Alguien a mi espalda me sujetó tratando de dominarme, pero el placer era demasiado agudo. Lo único que podía hacer era forcejear y gritar, con un desgarrado grito detrás de otro. Mis dedos encontraron carne, arañándola, y unas fuertes manos me inmovilizaron la mía. Mi otra mano encontró mi propio cuerpo, desgarrándolo. Otra mano me cogió la muñeca y la sujetó contra el suelo.

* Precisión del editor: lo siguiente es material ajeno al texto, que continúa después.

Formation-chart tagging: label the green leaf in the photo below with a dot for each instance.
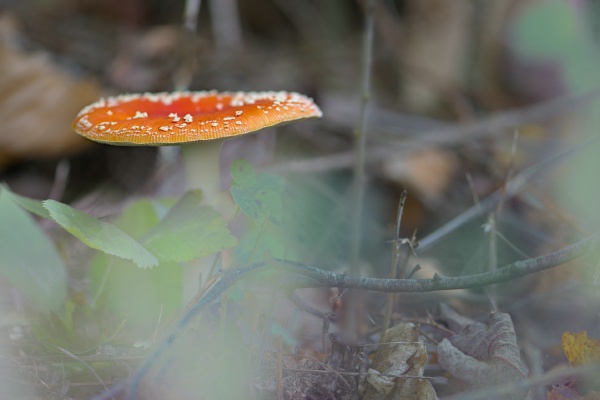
(28, 258)
(140, 296)
(257, 195)
(189, 230)
(99, 235)
(242, 173)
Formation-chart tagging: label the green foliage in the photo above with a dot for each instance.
(188, 231)
(99, 235)
(257, 195)
(551, 31)
(28, 258)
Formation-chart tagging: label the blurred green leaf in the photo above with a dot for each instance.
(139, 296)
(189, 230)
(99, 235)
(257, 195)
(242, 173)
(552, 32)
(28, 258)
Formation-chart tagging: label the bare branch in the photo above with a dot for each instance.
(504, 274)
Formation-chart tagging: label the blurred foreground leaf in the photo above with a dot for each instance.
(257, 195)
(28, 258)
(99, 235)
(189, 230)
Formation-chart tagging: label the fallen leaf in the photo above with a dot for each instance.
(482, 355)
(401, 353)
(580, 349)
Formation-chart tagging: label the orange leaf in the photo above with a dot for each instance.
(580, 349)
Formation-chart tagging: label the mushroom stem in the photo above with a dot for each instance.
(202, 168)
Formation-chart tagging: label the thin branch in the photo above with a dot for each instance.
(511, 189)
(323, 278)
(361, 138)
(395, 258)
(509, 272)
(384, 127)
(553, 376)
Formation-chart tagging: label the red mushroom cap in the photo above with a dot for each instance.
(179, 117)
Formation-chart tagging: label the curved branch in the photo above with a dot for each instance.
(316, 277)
(515, 270)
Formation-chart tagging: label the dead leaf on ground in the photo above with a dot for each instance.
(580, 349)
(482, 355)
(401, 352)
(38, 102)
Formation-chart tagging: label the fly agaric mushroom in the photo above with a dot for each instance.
(176, 118)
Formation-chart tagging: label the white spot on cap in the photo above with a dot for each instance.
(139, 114)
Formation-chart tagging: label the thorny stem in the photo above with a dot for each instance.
(322, 278)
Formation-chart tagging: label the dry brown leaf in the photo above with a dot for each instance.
(401, 352)
(38, 102)
(580, 349)
(482, 355)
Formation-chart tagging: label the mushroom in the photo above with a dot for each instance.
(157, 119)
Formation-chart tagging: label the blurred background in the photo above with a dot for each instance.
(466, 95)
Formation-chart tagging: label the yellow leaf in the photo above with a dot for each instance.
(580, 349)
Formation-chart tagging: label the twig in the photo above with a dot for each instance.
(395, 257)
(323, 278)
(359, 166)
(505, 389)
(445, 134)
(512, 188)
(361, 138)
(279, 368)
(437, 283)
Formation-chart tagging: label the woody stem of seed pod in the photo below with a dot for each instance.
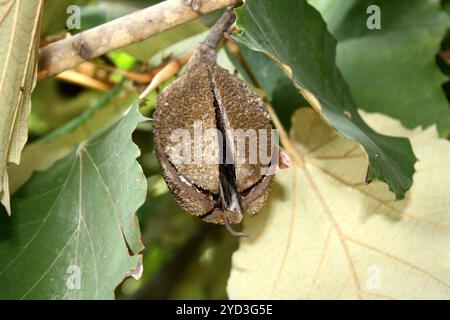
(232, 231)
(207, 49)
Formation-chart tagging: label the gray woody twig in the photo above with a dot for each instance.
(137, 26)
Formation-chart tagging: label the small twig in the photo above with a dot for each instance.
(445, 56)
(137, 26)
(169, 70)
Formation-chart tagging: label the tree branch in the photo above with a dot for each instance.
(137, 26)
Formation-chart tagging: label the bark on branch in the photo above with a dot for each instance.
(137, 26)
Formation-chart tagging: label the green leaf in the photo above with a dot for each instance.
(78, 215)
(19, 29)
(325, 235)
(294, 34)
(392, 70)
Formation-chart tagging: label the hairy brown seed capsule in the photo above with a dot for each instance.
(219, 177)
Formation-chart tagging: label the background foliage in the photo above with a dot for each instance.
(395, 71)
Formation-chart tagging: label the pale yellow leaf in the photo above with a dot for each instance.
(327, 235)
(19, 28)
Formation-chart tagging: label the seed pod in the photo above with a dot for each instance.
(212, 116)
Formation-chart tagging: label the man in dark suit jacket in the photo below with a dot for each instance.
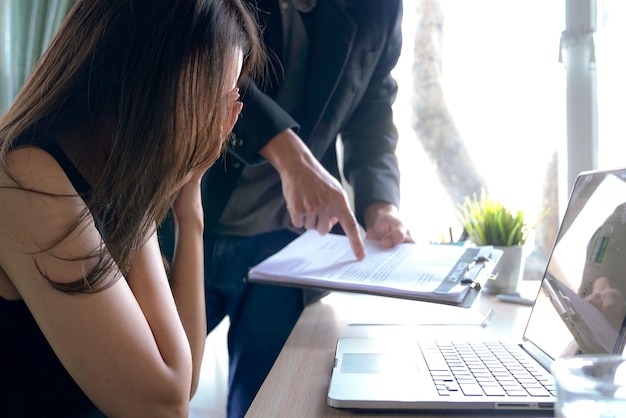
(329, 77)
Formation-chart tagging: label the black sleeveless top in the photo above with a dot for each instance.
(33, 382)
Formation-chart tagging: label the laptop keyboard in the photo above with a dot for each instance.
(485, 369)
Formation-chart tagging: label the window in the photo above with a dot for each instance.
(505, 90)
(611, 67)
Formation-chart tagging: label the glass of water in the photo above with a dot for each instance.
(590, 386)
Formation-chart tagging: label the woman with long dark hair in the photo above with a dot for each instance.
(117, 123)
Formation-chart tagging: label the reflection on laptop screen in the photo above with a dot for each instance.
(580, 307)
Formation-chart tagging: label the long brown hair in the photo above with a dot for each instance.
(139, 87)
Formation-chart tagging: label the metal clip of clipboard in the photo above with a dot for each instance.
(474, 268)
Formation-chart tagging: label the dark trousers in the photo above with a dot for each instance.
(261, 316)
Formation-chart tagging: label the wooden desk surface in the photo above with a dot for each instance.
(297, 384)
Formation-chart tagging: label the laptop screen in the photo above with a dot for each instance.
(580, 307)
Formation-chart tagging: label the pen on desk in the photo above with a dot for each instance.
(488, 317)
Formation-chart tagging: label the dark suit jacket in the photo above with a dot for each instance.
(349, 92)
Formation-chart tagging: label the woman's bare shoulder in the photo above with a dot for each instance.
(32, 168)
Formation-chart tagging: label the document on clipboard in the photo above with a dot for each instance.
(446, 274)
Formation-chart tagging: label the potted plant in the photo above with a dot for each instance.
(488, 222)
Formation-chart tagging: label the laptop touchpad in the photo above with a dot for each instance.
(370, 363)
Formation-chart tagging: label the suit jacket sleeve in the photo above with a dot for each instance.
(370, 136)
(261, 120)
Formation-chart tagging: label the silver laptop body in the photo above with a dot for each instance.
(587, 260)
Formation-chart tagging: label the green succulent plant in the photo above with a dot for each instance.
(488, 222)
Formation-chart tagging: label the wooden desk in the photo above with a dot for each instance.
(297, 384)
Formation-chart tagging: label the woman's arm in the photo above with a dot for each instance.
(126, 346)
(188, 270)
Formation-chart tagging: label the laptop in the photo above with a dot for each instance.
(588, 261)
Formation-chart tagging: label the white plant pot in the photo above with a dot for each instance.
(508, 271)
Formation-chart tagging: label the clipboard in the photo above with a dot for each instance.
(437, 273)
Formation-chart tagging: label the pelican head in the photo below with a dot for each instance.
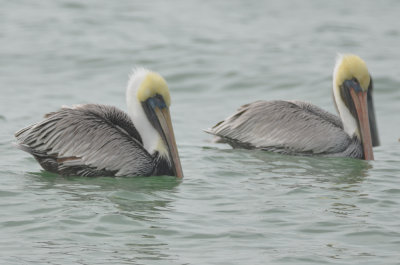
(148, 101)
(352, 85)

Escuché voces por encima de mis gritos:

– ¡Vamos, Abeloec, acaba ya!

– ¡Ahora, Abeloec! -le urgió Mistral.

Lo hizo, y de repente el mundo se convirtió en una luz blanca, y fue como si pudiera sentir su liberación entre mis piernas, cálido y grueso, y tan profundamente enterrado en mí como podía llegar. Me fundí con aquella luz blanca y me encontré en el centro de una explosión estelar de colores rojos, verdes y azules. Después no hubo nada, nada excepto una blanca, blanca luz.